Dans un article paru dans un ouvrage collectif, «Devenir public, modalités et enjeux»
(Mediacritic, 2017), Loïc Ballarini, chercheur au Centre de
recherche sur les médiations à l'Université de Lorraine, souligne que, trop souvent, «l'espace public est réduit à sa dimension médiatique. Comme si l'opinion publique était un sous-produit naturel des grands médias d'information, eux-mêmes abandonnés à un statut de «boîte
noire» bien commode (...)»
Repenser l'espace public, aujourd'hui, ce n'est pas être de droite ou de gauche, libéral ou conservateur, c'est être un acteur participatif de la citoyenneté.

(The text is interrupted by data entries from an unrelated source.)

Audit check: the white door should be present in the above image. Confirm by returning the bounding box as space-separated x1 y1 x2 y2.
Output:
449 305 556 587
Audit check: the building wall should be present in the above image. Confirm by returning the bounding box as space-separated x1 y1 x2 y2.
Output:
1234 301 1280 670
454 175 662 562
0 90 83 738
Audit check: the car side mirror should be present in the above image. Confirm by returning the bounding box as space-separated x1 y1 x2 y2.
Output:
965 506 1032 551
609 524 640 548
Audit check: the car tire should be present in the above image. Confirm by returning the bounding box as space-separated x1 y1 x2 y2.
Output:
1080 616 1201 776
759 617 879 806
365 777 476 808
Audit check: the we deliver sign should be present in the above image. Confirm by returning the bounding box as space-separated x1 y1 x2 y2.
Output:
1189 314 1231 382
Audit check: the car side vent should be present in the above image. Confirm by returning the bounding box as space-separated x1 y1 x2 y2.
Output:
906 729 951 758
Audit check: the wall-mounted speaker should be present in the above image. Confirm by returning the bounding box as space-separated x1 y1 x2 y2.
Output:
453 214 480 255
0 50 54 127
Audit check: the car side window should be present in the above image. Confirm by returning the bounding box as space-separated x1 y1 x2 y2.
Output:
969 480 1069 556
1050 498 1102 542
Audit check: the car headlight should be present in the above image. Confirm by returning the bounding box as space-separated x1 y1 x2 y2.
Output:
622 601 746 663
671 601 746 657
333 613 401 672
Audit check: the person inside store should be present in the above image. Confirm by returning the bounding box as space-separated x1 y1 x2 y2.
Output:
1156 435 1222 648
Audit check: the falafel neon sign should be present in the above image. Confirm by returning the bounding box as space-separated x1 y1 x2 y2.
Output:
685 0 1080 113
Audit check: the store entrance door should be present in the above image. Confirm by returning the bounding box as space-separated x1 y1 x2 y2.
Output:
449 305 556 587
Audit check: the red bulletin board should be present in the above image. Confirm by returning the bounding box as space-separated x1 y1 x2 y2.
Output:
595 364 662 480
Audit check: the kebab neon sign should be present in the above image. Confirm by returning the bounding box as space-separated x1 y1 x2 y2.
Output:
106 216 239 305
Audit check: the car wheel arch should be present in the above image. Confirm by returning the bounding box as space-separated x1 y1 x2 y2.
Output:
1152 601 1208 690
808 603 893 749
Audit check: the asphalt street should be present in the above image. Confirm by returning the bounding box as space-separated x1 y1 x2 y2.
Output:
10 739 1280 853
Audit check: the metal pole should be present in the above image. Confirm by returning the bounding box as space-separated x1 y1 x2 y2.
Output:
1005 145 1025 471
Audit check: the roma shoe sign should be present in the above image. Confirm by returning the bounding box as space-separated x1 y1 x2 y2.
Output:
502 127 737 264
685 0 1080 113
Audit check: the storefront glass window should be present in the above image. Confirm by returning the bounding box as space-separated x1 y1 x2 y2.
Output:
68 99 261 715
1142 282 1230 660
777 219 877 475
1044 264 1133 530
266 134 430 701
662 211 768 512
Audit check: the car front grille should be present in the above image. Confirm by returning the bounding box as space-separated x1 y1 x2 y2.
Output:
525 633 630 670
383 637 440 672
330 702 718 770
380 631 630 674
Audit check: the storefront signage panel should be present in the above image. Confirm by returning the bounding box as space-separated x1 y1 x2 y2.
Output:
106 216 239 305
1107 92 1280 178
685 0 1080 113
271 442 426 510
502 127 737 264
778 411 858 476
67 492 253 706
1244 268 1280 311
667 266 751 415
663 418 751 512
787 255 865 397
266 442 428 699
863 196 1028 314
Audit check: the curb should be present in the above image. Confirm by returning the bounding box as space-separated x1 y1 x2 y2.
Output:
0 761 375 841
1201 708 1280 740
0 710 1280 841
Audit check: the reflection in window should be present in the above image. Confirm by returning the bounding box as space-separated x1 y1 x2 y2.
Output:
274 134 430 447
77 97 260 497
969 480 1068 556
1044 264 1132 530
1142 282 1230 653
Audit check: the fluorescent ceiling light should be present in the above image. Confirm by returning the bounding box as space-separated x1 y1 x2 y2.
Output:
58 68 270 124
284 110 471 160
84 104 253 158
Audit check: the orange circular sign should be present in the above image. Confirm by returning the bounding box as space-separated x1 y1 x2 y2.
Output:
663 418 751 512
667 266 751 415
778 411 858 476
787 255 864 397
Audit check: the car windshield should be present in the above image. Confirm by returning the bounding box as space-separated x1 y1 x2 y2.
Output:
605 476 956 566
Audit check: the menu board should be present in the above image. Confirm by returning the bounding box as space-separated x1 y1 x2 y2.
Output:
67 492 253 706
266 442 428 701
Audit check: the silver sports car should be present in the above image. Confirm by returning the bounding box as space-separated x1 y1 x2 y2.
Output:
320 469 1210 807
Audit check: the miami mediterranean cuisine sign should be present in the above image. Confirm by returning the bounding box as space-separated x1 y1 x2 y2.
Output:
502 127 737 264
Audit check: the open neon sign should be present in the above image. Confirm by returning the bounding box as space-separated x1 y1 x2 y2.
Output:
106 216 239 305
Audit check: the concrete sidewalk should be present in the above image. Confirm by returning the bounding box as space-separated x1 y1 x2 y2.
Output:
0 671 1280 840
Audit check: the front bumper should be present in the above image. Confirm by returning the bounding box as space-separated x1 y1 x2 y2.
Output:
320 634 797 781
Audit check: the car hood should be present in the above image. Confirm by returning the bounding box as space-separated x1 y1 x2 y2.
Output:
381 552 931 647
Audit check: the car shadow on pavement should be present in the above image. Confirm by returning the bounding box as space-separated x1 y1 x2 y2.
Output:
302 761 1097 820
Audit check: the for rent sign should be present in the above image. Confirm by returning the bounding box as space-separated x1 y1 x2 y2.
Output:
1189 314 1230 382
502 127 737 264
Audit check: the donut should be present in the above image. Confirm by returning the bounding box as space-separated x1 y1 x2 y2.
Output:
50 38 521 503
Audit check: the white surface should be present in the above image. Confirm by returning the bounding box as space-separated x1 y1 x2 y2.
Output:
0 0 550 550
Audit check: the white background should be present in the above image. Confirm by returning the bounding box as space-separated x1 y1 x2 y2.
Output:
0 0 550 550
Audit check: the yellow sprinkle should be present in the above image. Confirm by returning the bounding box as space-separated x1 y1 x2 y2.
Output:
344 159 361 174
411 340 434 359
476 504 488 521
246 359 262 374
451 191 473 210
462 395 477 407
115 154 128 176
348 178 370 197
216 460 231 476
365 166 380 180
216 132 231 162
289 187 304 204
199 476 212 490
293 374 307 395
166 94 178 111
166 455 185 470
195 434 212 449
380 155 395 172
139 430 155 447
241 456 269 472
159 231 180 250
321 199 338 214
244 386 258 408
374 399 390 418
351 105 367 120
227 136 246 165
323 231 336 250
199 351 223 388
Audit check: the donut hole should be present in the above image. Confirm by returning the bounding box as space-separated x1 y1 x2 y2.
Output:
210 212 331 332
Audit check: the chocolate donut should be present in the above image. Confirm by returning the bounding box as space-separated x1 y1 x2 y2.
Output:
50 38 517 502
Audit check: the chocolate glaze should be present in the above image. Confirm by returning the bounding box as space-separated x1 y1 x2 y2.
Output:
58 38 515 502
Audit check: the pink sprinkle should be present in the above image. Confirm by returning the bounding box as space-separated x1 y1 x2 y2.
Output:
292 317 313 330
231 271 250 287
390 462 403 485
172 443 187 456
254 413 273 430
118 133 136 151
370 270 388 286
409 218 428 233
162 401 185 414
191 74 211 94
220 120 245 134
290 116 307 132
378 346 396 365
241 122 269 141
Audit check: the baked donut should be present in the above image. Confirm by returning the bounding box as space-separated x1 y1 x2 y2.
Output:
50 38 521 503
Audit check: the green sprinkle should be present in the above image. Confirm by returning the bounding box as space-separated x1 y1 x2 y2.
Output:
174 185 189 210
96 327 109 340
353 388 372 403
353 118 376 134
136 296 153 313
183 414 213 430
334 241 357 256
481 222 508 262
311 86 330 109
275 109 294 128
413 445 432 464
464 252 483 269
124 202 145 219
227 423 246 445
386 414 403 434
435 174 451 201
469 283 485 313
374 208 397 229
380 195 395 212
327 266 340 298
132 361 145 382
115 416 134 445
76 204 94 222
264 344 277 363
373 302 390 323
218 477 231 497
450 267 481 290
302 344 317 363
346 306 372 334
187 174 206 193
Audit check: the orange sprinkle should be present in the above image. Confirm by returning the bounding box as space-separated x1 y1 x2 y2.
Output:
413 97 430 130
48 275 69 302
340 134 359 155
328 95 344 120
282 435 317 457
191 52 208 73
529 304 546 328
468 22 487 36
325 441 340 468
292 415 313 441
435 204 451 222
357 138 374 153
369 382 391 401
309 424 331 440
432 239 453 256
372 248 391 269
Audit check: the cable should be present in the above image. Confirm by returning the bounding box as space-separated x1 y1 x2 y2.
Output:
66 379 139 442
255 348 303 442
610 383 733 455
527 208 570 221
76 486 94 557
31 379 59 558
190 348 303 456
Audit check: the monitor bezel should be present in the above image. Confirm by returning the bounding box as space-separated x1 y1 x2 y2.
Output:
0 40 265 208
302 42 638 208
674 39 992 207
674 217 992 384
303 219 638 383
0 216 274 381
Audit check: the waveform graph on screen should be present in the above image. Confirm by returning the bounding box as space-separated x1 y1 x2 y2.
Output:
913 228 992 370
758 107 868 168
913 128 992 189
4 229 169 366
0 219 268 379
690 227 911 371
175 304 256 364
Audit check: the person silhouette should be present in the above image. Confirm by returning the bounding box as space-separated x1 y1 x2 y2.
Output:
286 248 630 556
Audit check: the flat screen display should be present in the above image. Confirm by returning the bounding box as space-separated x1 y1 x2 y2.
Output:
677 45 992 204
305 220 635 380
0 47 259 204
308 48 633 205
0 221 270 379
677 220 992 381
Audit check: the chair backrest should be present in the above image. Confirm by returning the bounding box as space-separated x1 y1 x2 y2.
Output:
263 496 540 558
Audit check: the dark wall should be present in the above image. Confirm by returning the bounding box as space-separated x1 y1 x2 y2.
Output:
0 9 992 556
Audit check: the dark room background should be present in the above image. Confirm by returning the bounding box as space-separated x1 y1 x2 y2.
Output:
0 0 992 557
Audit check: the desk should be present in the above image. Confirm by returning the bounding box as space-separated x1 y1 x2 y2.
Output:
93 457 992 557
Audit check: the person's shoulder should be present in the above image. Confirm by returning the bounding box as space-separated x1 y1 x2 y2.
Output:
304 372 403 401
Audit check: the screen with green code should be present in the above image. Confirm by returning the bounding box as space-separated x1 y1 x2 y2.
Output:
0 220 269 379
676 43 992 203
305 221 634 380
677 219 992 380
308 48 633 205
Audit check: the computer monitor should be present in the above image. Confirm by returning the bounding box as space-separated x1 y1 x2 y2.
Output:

C'est penser non en termes d'offre mais en termes d'espaces publics, au pluriel, sachant qu'ils sont fragmentés, éparpillés en une multitude de communautés reflets de multiples tensions mais toutes nécessaires à la
conversation de la vie locale, régionale, nationale. Intégrer le rôle éminemment laïque de la presse d'information, en tant que gardienne d'une certaine vision du bien commun, c'est affronter le «bluff technologique» (Jacques Ellul) des réseaux sociaux, ces nouveaux lieux de culte où se déchaînent les opinions et le communautarisme. L'aide à la presse écrite, imprimée ou en ligne, se justifie dès lors dans la future LME en raison d'un savoir- faire indispensable en
démocratie, celui de souder ces espaces publics en un seul et même socle citoyen.